Джим находился не в лучшей форме. Жена и сын бросили его, он сидел на таблетках и сильно располнел от их побочных эффектов. Однако он не собирался ничего признавать и был готов дать отпор. Схватив лежавшую неподалеку гитару, Джим расколотил ее вдребезги и принялся вопить во все горло: «Ты врешь! Ты все выдумала!»
При этом Джим не утратил способности понимать обстановку. Он заметил, что его не слышат. А затем он обратил внимание на отца, который велит убираться и никогда не попадаться ему на глаза.
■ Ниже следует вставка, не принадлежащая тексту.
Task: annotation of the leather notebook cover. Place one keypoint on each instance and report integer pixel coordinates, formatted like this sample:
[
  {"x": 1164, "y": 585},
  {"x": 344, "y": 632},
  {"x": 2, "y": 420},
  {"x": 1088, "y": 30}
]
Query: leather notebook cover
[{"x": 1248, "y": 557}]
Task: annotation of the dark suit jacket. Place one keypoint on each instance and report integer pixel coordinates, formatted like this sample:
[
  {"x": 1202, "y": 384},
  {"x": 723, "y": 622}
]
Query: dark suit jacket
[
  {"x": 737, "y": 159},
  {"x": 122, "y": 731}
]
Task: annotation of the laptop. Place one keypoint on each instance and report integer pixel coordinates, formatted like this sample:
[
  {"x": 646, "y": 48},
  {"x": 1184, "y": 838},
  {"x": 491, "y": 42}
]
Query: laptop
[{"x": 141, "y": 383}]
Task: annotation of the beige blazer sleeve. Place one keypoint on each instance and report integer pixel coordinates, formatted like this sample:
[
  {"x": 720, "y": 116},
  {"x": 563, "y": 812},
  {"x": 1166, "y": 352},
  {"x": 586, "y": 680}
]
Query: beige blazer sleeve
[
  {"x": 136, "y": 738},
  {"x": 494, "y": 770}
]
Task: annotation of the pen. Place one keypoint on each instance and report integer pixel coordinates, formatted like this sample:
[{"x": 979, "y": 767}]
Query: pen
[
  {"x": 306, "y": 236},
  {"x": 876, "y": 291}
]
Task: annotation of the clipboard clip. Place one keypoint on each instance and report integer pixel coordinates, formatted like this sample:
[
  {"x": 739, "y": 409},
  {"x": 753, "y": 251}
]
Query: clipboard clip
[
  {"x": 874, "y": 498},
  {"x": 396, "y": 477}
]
Джим ушел. Остаток вечера Линдси проплакала. Родители оставили ее в покое и мыли на кухне посуду. Утешал ее Джо. «Ты не врешь. Я знаю, ты не врешь», – приговаривал он, обнимая сестру за плечи.
В последующие годы Линдси часто будет вспоминать о том, как ей поверили брат Джо и отец.
Глава 27
Исследования с помощью новейшего оборудования, в частности трехмерных и позитронно-эмиссионных томографов, показали наличие физиологических отличий в головном мозге некоторых больных шизофренией. Сейчас эти и другие технологии используются в Национальном институте психиатрии в Вашингтоне. Сотрудники под руководством психиатра Линн ДеЛизи стараются выявить определенный генетический маркер в семьях, где есть больше одного шизофреника…
Для исследований нужны как больные, так и здоровые члены семей. Пациенты будут продолжать лечиться у своих врачей, а участники исследования получат вознаграждение.